A recent article in a computer magazine suggested that the mean time to fully learn a new software program is 40 hours. A sample of 100 first time users of a new statistics program revealed the mean time to learn it was 39 hours with the standard deviation of 5 hours. At the 0.05 significance level, can we conclude that users learn the package in less than a mean of 40 hours?

a. State the null and alternate hypotheses.
Ho:
H1:
b. State the decision rule.
c. Compute the value of the test statistic.
d. Compute the p-value.
e. What is your decision regarding the null hypothesis? Interpret the result.

Answered in another post.

a. The null hypothesis (Ho) is that users learn the package in a mean time of 40 hours or more.

The alternate hypothesis (H1) is that users learn the package in less than a mean of 40 hours.

b. The decision rule is to reject the null hypothesis if the p-value is less than the significance level (0.05).
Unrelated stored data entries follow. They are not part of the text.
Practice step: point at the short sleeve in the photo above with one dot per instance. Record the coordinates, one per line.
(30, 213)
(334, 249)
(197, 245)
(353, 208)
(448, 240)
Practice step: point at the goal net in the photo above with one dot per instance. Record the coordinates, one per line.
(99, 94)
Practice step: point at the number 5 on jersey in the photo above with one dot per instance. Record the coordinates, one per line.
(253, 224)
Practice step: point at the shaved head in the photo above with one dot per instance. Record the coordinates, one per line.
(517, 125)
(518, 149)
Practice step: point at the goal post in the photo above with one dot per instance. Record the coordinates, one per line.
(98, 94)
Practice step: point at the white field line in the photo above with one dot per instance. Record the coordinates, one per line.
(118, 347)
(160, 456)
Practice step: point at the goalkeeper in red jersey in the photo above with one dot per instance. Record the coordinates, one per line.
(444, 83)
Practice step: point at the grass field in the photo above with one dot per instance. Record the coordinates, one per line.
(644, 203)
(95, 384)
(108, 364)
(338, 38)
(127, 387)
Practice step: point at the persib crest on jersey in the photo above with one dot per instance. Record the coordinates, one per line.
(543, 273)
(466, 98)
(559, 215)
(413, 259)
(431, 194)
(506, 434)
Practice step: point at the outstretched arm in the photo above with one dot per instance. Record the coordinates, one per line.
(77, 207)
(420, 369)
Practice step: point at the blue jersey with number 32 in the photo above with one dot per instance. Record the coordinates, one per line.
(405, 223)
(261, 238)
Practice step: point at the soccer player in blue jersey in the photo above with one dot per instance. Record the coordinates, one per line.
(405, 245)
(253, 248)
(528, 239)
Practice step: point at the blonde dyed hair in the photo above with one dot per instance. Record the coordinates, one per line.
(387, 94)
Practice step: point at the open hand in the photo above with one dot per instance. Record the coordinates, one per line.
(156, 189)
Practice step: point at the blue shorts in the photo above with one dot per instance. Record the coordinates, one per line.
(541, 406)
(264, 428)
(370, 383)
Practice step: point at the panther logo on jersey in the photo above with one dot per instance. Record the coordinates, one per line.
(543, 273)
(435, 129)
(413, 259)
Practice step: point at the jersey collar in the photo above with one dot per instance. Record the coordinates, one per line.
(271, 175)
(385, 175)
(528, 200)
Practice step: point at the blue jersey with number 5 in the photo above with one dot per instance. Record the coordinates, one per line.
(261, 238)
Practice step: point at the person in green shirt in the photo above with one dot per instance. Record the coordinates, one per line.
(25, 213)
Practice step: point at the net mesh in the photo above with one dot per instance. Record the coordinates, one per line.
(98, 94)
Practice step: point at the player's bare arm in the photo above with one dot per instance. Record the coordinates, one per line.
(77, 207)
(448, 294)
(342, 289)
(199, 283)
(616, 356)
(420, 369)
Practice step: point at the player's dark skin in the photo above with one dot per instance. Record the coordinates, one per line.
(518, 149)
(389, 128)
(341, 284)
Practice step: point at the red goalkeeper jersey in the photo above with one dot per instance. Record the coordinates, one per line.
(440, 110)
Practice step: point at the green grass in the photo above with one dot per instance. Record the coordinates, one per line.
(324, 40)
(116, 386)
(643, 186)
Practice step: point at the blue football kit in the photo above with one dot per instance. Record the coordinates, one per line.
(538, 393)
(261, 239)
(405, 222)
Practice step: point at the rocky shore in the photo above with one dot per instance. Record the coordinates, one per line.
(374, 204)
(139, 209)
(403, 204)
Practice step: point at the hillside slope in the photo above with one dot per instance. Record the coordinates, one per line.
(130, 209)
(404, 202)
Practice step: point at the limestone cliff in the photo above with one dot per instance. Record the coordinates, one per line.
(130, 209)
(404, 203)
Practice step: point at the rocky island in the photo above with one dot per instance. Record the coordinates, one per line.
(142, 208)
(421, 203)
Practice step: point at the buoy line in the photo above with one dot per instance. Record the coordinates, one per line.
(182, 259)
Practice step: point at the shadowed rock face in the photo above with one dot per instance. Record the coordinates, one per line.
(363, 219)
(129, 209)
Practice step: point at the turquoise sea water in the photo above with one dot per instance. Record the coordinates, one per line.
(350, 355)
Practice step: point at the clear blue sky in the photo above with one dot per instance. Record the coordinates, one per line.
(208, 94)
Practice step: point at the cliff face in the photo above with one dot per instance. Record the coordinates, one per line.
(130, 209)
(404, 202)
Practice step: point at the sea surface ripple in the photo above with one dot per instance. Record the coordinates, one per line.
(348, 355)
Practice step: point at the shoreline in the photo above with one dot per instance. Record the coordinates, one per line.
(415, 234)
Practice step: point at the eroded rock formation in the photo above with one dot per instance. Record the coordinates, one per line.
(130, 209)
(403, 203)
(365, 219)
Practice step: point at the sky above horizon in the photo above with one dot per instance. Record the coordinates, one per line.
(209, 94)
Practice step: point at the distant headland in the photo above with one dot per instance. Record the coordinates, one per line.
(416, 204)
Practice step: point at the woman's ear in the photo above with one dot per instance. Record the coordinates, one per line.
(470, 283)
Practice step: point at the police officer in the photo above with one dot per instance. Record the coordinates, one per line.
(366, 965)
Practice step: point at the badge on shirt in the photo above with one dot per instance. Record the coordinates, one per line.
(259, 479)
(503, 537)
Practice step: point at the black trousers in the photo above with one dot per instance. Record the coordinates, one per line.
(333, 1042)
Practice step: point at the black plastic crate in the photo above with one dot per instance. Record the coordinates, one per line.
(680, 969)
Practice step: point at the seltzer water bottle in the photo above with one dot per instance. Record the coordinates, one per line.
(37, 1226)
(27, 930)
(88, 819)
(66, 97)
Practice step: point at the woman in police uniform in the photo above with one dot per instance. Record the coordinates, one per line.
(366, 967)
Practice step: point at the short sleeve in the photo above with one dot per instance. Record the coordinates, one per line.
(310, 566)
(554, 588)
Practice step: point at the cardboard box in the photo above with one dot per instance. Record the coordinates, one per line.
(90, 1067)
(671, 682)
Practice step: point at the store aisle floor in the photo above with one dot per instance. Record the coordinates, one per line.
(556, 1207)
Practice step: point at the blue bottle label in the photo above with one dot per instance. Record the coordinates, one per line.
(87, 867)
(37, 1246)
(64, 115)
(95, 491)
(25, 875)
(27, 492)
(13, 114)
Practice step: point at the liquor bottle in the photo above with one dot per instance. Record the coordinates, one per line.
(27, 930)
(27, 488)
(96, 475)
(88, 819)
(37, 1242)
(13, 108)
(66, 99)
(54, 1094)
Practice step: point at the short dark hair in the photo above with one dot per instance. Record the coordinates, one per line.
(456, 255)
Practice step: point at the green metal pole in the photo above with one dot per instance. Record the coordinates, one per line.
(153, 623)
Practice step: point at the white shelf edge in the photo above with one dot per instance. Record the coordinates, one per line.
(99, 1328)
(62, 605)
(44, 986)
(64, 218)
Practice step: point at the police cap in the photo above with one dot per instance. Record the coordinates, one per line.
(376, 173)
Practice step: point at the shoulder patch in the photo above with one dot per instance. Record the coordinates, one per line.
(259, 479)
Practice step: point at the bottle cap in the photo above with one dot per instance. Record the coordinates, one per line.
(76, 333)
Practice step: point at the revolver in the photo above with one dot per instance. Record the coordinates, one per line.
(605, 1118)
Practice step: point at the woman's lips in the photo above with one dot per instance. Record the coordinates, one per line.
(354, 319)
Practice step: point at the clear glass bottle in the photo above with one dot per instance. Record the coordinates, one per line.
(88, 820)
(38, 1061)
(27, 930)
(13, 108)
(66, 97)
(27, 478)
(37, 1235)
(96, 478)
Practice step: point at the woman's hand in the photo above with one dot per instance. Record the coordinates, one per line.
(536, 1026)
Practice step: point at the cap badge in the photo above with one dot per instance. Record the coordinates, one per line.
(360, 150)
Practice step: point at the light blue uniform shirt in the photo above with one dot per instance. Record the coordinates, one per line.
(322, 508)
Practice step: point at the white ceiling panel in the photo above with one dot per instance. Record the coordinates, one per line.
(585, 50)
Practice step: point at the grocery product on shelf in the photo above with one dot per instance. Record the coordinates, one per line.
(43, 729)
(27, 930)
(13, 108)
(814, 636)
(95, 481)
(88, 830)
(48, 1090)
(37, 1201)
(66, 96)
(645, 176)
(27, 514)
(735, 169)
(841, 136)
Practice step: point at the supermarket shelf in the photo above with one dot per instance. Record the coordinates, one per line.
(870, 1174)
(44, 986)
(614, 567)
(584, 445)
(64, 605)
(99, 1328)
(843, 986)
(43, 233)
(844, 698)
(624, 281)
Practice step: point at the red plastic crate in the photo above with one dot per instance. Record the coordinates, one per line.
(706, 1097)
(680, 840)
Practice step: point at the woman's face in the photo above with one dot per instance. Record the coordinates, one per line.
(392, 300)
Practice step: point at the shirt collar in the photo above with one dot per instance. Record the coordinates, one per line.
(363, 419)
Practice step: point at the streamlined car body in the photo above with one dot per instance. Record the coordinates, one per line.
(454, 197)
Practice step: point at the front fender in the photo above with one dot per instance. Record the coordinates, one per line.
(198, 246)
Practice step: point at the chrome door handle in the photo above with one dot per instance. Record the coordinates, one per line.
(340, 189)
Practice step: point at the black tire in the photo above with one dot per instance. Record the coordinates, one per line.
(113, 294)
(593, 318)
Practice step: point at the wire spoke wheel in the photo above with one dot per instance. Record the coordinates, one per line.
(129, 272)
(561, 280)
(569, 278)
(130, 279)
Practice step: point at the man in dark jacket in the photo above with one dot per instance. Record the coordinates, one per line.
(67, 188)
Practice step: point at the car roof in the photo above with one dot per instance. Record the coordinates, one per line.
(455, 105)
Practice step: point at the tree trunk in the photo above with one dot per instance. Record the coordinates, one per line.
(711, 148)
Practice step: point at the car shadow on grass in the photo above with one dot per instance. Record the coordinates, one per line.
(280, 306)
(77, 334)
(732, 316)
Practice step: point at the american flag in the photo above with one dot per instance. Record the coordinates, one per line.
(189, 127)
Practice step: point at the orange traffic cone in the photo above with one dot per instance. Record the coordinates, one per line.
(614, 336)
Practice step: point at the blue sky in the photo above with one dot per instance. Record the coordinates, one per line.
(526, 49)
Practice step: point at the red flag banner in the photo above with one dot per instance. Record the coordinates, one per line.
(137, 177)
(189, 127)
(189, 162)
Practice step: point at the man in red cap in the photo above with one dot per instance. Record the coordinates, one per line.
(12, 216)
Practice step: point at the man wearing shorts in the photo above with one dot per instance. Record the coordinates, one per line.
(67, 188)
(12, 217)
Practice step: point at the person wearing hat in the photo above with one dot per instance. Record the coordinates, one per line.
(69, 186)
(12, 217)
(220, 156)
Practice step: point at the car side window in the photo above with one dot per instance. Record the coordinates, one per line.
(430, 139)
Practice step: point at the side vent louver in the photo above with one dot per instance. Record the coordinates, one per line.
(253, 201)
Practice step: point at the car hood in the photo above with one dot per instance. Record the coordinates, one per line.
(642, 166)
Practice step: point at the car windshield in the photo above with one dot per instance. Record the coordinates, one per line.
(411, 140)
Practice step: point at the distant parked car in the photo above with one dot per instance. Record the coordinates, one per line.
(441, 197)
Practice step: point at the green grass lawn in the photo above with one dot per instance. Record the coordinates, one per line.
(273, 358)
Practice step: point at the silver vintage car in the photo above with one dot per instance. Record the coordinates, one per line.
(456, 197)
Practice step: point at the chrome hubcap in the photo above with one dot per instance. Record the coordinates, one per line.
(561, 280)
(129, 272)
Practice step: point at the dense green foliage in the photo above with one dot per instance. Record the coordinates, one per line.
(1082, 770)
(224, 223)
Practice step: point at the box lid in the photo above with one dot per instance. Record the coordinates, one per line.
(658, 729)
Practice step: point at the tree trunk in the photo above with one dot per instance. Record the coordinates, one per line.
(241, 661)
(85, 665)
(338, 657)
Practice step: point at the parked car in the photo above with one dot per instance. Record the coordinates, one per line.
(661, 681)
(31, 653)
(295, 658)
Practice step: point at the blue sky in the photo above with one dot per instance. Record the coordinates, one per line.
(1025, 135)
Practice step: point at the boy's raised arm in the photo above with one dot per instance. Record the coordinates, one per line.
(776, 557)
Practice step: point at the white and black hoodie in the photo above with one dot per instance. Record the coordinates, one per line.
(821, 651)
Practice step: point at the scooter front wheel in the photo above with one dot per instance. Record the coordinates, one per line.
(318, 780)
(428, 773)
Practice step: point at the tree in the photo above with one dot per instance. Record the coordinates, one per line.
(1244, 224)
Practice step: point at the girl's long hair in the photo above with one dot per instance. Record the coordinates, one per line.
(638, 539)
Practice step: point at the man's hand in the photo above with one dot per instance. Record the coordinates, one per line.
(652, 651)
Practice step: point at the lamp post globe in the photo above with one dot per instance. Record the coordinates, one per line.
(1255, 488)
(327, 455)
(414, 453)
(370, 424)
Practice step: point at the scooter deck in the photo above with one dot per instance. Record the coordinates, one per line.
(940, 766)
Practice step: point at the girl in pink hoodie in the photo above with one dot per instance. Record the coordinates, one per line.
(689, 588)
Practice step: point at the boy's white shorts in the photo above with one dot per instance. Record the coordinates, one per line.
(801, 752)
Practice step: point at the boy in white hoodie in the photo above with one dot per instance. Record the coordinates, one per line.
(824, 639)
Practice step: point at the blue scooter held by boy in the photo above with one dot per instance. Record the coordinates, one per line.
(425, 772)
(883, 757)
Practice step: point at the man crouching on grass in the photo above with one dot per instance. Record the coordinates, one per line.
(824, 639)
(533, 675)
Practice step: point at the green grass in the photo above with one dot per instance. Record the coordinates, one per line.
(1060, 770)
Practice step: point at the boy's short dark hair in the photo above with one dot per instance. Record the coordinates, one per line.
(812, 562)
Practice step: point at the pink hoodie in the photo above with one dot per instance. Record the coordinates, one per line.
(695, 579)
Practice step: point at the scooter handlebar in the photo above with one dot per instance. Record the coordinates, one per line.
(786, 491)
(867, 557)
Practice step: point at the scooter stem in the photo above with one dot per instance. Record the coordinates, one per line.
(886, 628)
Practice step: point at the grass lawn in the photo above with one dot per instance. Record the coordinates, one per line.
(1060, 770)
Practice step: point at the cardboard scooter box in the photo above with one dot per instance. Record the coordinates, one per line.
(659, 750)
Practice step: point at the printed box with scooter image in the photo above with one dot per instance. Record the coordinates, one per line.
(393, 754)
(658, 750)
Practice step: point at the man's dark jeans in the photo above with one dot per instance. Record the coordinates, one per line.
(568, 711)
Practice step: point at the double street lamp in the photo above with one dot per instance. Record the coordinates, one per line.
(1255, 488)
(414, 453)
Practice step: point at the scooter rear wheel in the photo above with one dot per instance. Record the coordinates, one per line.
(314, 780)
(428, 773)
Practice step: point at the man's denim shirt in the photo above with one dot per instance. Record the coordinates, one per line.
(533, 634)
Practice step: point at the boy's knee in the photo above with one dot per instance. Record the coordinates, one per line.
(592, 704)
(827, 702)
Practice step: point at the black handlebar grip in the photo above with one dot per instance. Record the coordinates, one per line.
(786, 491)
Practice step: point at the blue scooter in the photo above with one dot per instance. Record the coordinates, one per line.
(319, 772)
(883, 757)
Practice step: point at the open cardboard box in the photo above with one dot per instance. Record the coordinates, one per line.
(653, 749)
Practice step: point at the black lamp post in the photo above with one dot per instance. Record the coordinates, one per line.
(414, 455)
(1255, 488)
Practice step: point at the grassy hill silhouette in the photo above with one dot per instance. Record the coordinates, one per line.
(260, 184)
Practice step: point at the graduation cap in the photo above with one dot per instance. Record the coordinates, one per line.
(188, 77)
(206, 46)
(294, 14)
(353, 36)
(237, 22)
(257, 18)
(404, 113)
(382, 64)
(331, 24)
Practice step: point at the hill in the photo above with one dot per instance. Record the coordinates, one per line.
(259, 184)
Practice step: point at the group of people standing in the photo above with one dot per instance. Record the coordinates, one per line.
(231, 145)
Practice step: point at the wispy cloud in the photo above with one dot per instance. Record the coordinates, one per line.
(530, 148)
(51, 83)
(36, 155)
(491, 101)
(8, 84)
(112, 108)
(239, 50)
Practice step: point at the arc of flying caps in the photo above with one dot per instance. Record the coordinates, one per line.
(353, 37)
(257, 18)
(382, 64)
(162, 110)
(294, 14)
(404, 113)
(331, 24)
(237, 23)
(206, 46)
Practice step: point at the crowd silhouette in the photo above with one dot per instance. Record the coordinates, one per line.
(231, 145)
c. To compute the value of the test statistic, we can use the formula for a one-sample t-test:
t = (sample mean - hypothesized mean) / (standard deviation / sqrt(sample size))
t = (39 - 40) / (5 / sqrt(100))
t = -1 / (5 / 10)
t = -2

d. To compute the p-value, we need to find the probability of observing a test statistic as extreme as -2 (or more extreme) assuming that the null hypothesis is true. We can do this by looking up the t-distribution table or using statistical software:
The p-value for t = -2 with degrees of freedom (df) = n - 1 = 100 - 1 = 99 is approximately 0.0287.

e. Comparing the p-value (0.0287) to the significance level (0.05), we see that the p-value is less than the significance level. Therefore, we reject the null hypothesis.
We can conclude that there is sufficient evidence to suggest that users learn the package in less than a mean of 40 hours.